Publishing the CV containing this large repository is also having issues, with the publish pausing part-way through with a proxy error:

[Mon Mar 29 07:53:44.461278 2021] [proxy_http:error] [pid 547921] (20014)Internal error (specific information not available): [client 10.12.34.226:41282] AH01102: error reading status line from remote server httpd-UDS:0
[Mon Mar 29 07:53:44.461370 2021] [proxy:error] [pid 547921] [client 10.12.34.226:41282] AH00898: Error reading from remote server returned by /pulp/api/v3/content/rpm/packages/
[Mon Mar 29 08:18:22.757667 2021] [proxy_http:error] [pid 1301] (20014)Internal error (specific information not available): [client 10.12.34.226:60306] AH01102: error reading status line from remote server httpd-UDS:0
[Mon Mar 29 08:18:22.768418 2021] [proxy:error] [pid 1301] [client 10.12.34.226:60306] AH00898: Error reading from remote server returned by /pulp/api/v3/content/rpm/packages/
[Mon Mar 29 08:22:30.693893 2021] [proxy_http:error] [pid 1297] (20014)Internal error (specific information not available): [client 10.12.34.226:60392] AH01102: error reading status line from remote server httpd-UDS:0
[Mon Mar 29 08:22:30.693964 2021] [proxy:error] [pid 1297] [client 10.12.34.226:60392] AH00898: Error reading from remote server returned by /pulp/api/v3/content/rpm/packages/

10.12.34.226 - - [29/Mar/2021:07:52:51 +0000] "GET /pulp/api/v3/content/rpm/packages/?arch__ne=src&fields=pulp_href&limit=2000&offset=0&repository_version=%2Fpulp%2Fapi%2Fv3%2Frepositories%2Frpm%2Frpm%2Fe3989c09-ead9-4b08-8173-356bacb6c306%2Fversions%2F1%2F HTTP/1.1" 502 341 "-" "OpenAPI-Generator/3.8.0/ruby"

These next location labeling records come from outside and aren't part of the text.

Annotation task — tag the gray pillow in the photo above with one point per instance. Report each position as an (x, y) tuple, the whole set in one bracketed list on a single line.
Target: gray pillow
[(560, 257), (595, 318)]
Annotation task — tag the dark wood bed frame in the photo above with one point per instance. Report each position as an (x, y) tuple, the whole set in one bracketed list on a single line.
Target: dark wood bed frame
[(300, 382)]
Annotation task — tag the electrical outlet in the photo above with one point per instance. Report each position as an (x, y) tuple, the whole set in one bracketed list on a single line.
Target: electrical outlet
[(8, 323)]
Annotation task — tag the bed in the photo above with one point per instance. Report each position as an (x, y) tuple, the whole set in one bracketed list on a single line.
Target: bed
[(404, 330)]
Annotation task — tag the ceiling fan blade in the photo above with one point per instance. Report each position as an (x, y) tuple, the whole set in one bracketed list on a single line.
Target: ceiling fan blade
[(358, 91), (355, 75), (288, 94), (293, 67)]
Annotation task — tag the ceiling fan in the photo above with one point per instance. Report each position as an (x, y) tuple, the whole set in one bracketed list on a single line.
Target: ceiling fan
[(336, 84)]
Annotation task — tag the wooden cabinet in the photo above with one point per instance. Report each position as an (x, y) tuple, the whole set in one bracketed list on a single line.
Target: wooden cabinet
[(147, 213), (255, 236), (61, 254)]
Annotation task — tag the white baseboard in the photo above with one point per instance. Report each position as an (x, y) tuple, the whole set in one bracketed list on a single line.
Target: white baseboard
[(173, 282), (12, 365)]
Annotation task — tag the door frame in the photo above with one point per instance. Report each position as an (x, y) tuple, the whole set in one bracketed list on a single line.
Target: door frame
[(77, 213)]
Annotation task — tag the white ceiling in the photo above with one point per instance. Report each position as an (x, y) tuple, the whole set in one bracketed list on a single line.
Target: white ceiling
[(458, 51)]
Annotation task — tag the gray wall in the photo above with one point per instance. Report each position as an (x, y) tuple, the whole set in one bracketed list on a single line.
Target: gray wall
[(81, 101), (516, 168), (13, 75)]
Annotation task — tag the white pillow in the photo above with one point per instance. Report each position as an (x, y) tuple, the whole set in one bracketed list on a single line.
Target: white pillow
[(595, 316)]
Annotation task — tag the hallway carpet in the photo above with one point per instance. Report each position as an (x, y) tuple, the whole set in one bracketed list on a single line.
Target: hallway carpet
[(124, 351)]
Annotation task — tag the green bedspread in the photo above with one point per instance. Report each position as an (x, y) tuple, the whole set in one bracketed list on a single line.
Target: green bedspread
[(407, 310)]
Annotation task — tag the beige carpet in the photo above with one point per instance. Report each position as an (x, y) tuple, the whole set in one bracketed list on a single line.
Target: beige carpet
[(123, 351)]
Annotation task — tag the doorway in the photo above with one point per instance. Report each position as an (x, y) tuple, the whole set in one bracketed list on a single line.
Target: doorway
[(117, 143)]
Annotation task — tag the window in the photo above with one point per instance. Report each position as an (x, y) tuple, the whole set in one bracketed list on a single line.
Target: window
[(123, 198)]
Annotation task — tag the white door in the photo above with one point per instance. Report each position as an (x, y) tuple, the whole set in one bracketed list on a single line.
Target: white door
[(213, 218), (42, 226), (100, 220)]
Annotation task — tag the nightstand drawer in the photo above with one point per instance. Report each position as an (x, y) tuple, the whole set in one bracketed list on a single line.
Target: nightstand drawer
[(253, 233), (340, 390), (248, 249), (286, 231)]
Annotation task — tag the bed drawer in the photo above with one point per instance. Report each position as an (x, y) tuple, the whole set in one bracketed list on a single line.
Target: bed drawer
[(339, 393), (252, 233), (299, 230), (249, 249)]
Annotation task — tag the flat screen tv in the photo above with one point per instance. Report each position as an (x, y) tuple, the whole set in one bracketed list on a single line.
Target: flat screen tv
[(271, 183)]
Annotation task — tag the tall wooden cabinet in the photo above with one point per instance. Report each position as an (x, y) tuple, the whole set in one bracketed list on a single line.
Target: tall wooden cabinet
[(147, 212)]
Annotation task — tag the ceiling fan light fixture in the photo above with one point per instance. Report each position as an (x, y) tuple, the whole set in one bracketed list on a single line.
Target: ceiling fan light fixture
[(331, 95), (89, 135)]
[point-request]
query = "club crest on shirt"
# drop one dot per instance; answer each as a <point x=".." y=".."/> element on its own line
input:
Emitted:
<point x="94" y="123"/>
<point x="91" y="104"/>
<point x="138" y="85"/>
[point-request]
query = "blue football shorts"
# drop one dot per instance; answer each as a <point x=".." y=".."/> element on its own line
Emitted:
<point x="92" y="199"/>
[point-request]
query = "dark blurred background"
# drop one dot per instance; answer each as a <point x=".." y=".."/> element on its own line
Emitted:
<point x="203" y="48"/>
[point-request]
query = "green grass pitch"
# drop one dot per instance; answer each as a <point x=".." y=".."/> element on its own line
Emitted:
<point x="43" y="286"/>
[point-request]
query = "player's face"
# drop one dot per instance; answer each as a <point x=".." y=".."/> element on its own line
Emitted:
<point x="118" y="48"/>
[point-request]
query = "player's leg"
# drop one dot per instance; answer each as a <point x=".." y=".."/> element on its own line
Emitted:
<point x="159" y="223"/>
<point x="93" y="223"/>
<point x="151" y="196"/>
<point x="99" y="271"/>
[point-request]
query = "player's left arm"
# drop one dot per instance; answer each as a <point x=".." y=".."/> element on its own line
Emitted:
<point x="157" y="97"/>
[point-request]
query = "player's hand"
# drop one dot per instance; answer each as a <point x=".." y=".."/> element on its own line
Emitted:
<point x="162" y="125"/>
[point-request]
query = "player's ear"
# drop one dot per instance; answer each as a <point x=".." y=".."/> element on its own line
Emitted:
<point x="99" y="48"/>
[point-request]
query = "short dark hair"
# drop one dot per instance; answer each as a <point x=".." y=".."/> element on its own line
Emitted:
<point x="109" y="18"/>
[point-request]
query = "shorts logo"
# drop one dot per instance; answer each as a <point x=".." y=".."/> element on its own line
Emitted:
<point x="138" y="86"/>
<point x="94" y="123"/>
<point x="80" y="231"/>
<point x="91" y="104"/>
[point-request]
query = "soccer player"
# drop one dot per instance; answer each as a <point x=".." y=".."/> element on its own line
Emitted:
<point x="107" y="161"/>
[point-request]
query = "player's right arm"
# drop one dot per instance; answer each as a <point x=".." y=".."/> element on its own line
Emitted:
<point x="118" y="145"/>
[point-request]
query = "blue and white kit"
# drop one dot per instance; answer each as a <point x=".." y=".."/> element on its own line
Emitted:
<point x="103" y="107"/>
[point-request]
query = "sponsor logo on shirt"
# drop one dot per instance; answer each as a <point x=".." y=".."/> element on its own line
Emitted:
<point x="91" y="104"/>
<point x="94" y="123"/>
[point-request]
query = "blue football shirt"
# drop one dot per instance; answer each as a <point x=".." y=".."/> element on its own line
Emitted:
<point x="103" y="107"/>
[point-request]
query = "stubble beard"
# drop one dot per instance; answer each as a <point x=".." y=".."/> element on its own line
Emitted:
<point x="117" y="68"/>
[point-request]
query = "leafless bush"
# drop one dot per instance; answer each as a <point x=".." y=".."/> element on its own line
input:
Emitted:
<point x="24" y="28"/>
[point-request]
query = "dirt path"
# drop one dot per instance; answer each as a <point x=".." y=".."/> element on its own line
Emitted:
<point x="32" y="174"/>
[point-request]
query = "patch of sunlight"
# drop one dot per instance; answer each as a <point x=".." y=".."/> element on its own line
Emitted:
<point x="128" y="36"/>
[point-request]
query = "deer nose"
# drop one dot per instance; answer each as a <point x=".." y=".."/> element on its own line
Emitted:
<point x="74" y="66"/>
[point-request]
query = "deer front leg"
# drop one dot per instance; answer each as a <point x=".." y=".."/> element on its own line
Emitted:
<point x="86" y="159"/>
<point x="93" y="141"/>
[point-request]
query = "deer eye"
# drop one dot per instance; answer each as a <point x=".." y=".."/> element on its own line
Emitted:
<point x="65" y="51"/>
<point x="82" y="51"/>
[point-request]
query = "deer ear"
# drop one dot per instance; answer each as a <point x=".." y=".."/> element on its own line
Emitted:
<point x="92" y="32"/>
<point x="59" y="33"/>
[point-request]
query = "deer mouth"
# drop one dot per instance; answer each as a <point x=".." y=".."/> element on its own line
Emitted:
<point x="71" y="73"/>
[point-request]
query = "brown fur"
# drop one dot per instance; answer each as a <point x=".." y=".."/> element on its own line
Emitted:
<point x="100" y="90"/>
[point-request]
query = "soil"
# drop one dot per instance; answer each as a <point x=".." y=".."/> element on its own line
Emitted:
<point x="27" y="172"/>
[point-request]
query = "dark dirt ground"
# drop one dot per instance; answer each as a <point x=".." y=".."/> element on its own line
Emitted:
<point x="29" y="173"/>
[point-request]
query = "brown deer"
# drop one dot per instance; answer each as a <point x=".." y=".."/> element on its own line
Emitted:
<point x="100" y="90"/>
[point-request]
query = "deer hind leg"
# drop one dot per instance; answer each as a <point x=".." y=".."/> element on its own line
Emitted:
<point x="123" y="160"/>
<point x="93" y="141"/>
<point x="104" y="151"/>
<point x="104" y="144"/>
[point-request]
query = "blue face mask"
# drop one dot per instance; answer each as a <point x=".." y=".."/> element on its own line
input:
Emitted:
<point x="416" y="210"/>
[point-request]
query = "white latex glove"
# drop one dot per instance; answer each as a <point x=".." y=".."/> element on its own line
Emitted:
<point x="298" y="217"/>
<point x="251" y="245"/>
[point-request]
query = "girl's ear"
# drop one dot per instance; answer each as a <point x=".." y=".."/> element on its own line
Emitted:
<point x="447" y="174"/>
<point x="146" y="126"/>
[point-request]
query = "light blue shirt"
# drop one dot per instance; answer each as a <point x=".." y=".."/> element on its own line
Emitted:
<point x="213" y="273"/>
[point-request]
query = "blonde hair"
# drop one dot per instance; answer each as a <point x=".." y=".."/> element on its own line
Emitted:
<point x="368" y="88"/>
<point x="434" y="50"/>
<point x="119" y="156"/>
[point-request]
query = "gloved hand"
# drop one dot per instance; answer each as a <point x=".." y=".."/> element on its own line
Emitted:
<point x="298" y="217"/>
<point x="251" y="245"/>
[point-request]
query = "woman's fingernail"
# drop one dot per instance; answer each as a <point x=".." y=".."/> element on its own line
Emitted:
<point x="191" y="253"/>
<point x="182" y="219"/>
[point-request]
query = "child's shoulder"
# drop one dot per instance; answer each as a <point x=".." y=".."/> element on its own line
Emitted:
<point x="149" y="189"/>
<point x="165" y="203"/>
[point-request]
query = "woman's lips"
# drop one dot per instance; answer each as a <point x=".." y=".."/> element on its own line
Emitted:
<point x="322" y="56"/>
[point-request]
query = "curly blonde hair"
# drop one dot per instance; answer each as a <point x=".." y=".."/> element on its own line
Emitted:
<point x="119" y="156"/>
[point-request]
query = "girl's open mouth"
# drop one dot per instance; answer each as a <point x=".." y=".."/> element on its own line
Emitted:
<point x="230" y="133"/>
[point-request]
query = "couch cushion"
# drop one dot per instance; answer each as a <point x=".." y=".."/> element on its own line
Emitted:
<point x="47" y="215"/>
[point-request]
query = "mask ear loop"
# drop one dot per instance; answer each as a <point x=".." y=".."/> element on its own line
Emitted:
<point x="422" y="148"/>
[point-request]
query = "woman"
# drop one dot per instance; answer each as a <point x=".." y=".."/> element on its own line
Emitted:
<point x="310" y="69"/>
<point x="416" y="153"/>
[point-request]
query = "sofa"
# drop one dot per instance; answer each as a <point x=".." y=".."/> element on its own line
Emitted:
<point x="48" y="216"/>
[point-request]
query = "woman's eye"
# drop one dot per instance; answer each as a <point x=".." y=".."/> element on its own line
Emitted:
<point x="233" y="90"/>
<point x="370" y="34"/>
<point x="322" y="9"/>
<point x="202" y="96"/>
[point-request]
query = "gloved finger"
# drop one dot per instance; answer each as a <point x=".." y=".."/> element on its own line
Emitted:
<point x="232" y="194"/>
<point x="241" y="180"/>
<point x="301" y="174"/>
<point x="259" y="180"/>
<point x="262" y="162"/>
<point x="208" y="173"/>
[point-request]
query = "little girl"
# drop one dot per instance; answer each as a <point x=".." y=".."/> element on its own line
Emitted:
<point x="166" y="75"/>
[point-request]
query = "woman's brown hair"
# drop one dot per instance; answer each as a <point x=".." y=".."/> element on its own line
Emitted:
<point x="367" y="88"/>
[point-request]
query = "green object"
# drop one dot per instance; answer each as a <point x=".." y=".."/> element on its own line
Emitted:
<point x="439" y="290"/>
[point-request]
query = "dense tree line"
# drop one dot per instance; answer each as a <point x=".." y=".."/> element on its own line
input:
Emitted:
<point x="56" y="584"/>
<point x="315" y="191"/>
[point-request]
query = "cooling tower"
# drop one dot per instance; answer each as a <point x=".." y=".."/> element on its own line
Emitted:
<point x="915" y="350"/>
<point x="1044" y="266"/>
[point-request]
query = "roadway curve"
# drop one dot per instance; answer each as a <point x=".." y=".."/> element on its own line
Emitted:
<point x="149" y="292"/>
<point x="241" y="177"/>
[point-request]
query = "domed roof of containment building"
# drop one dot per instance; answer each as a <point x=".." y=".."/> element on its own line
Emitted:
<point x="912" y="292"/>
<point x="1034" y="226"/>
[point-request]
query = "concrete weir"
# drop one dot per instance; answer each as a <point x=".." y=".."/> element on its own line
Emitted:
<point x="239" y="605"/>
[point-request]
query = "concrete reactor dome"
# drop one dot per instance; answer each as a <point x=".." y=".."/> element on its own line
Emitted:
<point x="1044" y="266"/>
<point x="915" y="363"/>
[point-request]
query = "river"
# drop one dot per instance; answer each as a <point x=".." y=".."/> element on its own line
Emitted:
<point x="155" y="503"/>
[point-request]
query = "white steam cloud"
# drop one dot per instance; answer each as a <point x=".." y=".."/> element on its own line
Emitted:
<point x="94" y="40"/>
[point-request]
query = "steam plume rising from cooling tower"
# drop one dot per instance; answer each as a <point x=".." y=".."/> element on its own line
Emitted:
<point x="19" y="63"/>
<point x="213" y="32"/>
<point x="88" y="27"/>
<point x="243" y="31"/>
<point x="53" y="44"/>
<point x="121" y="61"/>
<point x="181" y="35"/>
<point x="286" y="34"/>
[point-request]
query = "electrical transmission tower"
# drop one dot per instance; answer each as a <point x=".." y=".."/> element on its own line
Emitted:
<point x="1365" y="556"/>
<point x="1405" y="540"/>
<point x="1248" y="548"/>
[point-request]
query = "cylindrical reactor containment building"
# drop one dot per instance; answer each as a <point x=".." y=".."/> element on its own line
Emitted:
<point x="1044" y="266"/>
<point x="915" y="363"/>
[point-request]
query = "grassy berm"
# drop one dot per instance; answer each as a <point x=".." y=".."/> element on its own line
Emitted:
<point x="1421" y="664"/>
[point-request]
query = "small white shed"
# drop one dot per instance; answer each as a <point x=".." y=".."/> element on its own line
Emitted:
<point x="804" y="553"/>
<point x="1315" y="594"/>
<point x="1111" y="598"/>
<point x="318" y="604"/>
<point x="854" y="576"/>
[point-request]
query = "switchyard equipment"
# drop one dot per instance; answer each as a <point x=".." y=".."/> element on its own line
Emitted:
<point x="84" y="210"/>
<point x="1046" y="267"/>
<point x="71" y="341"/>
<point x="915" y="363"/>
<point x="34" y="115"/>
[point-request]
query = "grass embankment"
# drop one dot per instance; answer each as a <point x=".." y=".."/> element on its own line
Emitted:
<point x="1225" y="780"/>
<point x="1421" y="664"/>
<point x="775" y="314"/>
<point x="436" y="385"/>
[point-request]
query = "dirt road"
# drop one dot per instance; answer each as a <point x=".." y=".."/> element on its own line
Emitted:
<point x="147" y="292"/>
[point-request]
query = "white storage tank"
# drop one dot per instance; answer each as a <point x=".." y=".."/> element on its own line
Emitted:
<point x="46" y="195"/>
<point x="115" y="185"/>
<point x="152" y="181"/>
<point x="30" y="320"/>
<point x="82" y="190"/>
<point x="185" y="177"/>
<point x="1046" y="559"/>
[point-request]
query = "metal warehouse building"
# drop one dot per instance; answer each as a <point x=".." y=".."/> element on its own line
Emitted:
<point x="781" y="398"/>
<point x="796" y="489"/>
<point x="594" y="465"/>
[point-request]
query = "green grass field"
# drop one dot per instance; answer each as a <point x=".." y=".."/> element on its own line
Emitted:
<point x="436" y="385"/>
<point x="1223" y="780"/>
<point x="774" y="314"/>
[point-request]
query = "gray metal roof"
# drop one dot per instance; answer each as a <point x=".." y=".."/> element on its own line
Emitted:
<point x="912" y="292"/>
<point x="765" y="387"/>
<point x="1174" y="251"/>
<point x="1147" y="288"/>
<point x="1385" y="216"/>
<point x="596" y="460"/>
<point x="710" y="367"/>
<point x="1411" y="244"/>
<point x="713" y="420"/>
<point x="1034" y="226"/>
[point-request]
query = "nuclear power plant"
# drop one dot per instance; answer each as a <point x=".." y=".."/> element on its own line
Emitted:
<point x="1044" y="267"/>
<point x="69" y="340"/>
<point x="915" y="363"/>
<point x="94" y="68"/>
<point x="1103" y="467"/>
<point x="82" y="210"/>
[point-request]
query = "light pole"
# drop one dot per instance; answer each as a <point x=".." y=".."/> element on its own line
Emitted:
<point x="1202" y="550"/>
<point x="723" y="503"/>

John_Beranek · March 29, 2021, 10:20am

The /pulp/api/v3/content/rpm/packages/ call is timing out at the 600s Apache reverse proxy timeout period, I’m going to try upping that period.

John_Beranek · March 29, 2021, 10:25am

The CVV publish eventually worked…

iballou · March 29, 2021, 1:54pm

@John_Beranek I tested it myself on a small test system (2 cores, ~15GB RAM, puppetserver disabled ) and I noticed rq maxing out at 8.2 GB. I’ve created a Pulp issue (Issue #8467: RQ worker takes up a lot of RAM when syncing OL7 repository - RPM Support - Pulp) so it can get some investigation.